Wednesday, December 19, 2007

City Council approves Columbia expansion

crain's new york business.com

City Council approves Columbia expansion
The council squeezed approval into the final week before the Christmas holiday, in an effort to dampen a bitter community battle from stretching into 2008.
December 19. 2007 3:28PMBy: Anne Michaud

The City Council on Wednesday approved Columbia University's controversial plan to rezone 17 acres in West Harlem for an arts, business and science campus, over increasing protest.

The council squeezed approval into the final week before the Christmas holiday, in an effort to dampen a bitter battle in a community of color stretching out into the New Year, as Crain’s reported in a Nov. 25 story.

“After working with Columbia University, Community Board 9, community advocates and local elected officials, we’ve come up with a plan that will both preserve and improve areas of West Harlem,” Council Speaker Christine Quinn said in a statement.

Two more members of the West Harlem Local Development Corp. – a board chosen to represent the community in talks with Columbia – quit Wednesday in protest over the rushed process. The LDC has been negotiating a package of housing, jobs and education benefits to compensate the Manhattanville neighborhood for the loss of residences and businesses, including a tentative $150 million benefits agreement. Details of the agreement were not finalized before the Council’s vote on Wednesday.

Three LDC board members resigned last month in order to criticize the secret negotiations, which they say were designed to buy the community’s acquiescence. People who remain on the board have promised to keep the negotiations confidential.

Columbia’s plan marks the culmination of more than four years of work by the university, which has been buying up land and properties in the neighborhood of the campus-to-be and now owns more than 70% of the area. The university wants to spend $7 billion to build as many as 18 towers with classrooms, offices, student housing and laboratory space, which will give it the facilities to compete with other world-class institutions.

Despite community opposition, the university has completed the land-use approval process with most of its plan intact, making only a few concessions. At the request of Borough President Scott Stringer, Columbia agreed to endow a $20 million Manhattanville Neighborhood Preservation Fund, which, together with other measures, would preserve or create 1,139 housing units.
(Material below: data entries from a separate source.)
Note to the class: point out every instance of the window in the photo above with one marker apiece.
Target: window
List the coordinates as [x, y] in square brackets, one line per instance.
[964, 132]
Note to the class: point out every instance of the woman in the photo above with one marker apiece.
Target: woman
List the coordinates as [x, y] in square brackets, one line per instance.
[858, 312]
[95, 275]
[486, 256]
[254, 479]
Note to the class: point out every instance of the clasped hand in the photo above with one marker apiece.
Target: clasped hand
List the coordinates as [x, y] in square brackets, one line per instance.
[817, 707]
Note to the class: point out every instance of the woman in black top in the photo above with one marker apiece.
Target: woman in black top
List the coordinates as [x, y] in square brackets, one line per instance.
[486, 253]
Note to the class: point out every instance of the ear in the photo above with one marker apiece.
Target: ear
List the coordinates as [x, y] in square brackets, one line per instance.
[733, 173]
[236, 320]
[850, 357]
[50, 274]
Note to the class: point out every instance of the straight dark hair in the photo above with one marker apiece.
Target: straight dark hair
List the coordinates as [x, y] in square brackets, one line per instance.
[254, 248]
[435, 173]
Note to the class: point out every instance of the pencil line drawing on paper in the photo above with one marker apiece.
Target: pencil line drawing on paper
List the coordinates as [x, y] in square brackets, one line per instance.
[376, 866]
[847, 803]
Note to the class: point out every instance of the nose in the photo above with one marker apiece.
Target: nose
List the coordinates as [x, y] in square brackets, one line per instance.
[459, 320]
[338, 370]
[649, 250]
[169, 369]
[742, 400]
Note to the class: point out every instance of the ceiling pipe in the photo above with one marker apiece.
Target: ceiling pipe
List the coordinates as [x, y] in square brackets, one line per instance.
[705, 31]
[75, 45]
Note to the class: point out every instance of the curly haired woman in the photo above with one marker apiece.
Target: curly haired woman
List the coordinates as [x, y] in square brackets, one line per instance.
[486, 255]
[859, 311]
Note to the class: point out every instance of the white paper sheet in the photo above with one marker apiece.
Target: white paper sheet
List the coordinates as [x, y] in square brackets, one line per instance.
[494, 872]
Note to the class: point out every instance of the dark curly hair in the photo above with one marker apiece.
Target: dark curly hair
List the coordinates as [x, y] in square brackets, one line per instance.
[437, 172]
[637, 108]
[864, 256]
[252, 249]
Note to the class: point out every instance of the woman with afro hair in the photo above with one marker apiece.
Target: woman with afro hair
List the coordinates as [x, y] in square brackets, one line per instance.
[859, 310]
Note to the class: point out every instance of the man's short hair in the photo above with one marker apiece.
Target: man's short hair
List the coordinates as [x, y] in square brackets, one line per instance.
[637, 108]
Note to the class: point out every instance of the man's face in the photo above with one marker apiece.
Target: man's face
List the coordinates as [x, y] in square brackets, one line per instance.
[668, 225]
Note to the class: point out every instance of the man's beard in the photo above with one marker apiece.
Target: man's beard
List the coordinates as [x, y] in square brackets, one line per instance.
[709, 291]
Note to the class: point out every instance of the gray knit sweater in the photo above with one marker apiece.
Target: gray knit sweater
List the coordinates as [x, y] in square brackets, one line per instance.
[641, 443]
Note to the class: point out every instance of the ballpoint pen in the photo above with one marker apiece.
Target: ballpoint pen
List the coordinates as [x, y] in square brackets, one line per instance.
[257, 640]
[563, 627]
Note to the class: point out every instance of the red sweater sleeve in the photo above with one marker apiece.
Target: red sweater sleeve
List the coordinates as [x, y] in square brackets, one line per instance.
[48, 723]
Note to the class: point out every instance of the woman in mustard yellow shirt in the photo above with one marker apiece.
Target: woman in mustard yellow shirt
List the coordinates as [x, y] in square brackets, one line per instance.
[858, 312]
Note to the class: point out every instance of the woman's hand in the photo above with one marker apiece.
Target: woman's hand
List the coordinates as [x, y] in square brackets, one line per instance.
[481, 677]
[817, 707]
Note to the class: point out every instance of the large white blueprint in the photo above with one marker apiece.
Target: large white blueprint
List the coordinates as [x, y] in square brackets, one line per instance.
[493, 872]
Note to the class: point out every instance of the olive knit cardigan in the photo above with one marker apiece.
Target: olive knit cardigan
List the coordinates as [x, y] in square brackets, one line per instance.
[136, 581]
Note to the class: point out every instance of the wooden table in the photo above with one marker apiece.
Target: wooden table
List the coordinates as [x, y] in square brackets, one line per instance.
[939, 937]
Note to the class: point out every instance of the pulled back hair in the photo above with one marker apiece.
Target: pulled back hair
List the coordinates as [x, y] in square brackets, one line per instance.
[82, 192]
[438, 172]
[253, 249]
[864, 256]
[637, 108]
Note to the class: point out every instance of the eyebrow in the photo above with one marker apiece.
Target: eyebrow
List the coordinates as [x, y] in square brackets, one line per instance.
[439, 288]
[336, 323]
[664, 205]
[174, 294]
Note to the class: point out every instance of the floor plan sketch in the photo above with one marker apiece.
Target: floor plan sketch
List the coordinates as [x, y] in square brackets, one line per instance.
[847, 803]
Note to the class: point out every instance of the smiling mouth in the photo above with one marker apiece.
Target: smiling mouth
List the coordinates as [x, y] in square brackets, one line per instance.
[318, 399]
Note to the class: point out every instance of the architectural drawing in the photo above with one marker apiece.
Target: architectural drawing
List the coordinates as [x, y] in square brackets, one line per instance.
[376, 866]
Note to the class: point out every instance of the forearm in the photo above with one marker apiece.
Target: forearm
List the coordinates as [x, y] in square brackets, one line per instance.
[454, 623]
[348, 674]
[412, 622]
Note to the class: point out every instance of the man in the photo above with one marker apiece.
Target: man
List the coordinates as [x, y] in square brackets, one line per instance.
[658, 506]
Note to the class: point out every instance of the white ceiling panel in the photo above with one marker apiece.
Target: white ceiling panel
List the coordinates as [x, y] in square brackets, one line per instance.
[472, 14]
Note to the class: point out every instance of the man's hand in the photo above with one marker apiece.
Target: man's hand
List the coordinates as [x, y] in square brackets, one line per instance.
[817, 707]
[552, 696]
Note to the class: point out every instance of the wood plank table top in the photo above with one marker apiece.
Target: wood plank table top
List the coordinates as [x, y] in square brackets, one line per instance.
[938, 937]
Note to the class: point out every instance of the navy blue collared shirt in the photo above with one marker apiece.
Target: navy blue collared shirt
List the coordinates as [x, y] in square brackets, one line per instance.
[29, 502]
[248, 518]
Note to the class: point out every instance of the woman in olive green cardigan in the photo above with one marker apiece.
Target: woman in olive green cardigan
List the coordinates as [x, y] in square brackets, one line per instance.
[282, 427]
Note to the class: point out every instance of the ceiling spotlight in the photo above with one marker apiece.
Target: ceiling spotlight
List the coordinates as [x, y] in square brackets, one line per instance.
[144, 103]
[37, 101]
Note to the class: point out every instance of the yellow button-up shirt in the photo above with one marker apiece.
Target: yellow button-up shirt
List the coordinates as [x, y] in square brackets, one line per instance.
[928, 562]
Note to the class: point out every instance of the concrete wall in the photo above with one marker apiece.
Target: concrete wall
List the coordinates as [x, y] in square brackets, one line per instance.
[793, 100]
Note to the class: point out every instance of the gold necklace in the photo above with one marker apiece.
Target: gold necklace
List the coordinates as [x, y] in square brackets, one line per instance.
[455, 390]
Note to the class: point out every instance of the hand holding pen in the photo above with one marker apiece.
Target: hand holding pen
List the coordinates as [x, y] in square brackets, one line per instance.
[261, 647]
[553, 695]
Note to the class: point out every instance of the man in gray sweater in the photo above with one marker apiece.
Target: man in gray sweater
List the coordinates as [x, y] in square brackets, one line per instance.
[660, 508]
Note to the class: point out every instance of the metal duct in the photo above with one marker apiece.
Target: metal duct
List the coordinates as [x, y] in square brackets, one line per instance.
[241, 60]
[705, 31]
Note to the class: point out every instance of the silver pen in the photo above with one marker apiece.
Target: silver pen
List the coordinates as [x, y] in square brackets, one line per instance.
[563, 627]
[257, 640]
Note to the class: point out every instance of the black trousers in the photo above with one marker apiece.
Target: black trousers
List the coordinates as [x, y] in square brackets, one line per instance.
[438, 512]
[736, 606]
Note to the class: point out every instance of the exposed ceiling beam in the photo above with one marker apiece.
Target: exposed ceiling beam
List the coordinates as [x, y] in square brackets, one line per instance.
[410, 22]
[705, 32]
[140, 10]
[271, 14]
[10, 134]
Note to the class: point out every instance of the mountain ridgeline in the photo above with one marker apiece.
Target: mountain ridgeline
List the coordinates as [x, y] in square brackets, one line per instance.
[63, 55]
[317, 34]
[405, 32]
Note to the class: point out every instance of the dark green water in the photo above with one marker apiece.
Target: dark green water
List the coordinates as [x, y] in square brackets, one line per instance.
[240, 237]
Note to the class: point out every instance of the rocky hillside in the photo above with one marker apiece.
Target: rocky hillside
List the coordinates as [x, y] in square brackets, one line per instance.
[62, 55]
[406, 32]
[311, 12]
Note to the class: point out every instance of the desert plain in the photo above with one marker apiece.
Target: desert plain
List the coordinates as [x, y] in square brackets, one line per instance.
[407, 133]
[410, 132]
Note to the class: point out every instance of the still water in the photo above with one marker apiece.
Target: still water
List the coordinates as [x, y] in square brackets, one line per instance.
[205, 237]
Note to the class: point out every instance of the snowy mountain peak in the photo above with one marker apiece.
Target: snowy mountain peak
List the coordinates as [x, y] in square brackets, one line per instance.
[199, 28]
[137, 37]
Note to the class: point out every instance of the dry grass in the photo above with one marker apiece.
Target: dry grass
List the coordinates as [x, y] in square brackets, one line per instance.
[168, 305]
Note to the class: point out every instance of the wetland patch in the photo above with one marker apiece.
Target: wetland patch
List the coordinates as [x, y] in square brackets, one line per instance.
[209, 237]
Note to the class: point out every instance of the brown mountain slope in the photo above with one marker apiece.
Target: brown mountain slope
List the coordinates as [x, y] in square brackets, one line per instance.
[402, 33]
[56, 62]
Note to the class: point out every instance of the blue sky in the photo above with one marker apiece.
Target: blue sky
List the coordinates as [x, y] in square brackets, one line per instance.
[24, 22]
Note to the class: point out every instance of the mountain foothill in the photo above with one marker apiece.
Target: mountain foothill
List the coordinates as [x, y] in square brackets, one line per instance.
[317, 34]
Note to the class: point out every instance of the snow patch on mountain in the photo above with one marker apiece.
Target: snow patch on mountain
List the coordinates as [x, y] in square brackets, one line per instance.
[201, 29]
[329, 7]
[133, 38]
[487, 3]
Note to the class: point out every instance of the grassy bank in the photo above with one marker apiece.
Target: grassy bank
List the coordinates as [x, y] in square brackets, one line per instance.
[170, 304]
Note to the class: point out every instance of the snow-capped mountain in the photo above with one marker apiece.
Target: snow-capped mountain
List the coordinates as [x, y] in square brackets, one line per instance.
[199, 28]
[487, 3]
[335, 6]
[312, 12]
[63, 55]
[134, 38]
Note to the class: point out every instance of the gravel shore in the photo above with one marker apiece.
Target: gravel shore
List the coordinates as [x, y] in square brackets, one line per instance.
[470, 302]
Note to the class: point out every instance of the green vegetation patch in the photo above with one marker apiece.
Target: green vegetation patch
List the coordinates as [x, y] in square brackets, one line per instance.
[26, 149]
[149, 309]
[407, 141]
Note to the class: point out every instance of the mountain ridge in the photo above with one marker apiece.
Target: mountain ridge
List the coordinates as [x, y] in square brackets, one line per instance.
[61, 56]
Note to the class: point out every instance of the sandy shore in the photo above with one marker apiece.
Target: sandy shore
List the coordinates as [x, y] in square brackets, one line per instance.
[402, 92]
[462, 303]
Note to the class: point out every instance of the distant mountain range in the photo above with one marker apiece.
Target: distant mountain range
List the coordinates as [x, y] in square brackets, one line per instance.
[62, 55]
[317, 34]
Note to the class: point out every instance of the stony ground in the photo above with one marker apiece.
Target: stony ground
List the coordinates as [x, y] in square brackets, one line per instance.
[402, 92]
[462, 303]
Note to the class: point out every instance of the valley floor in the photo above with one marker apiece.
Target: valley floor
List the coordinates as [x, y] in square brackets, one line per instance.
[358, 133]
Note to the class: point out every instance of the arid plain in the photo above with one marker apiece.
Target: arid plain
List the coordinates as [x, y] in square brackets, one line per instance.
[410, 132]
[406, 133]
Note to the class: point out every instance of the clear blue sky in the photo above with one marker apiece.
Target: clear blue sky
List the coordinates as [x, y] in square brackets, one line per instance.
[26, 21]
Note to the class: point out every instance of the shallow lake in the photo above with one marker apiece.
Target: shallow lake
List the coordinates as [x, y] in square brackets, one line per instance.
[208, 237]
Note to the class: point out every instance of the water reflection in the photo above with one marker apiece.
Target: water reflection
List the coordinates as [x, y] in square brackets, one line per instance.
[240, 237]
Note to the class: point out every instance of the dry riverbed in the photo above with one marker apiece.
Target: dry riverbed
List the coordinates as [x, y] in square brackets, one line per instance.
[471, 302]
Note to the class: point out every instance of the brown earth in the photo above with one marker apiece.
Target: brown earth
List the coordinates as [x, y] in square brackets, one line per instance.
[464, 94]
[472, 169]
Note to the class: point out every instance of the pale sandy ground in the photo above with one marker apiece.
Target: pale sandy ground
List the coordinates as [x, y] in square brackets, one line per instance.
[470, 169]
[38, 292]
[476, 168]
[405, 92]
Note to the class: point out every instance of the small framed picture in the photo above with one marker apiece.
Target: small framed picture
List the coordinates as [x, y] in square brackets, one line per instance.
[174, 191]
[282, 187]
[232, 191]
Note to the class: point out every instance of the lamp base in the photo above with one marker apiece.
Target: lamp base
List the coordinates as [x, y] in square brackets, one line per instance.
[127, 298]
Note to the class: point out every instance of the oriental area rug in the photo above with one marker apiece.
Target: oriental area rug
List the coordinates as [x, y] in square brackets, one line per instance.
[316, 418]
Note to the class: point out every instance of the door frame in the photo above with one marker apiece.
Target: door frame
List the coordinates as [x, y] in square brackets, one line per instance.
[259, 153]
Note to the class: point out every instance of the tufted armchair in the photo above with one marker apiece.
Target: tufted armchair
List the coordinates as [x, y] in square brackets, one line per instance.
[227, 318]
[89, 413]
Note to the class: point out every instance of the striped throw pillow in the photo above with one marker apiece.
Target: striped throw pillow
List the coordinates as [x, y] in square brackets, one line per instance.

The school will also provide $4 million to fund an anti-harassment legal assistance program to address indirect residential displacement.

Next, the university must submit a general project plan to the Empire State Development Corp., which has the final say over whether properties can be taken by eminent domain, against an owner's will. However, that may not be necessary. The three business owners who were refusing to sell to Columbia resumed talks with the university last Friday.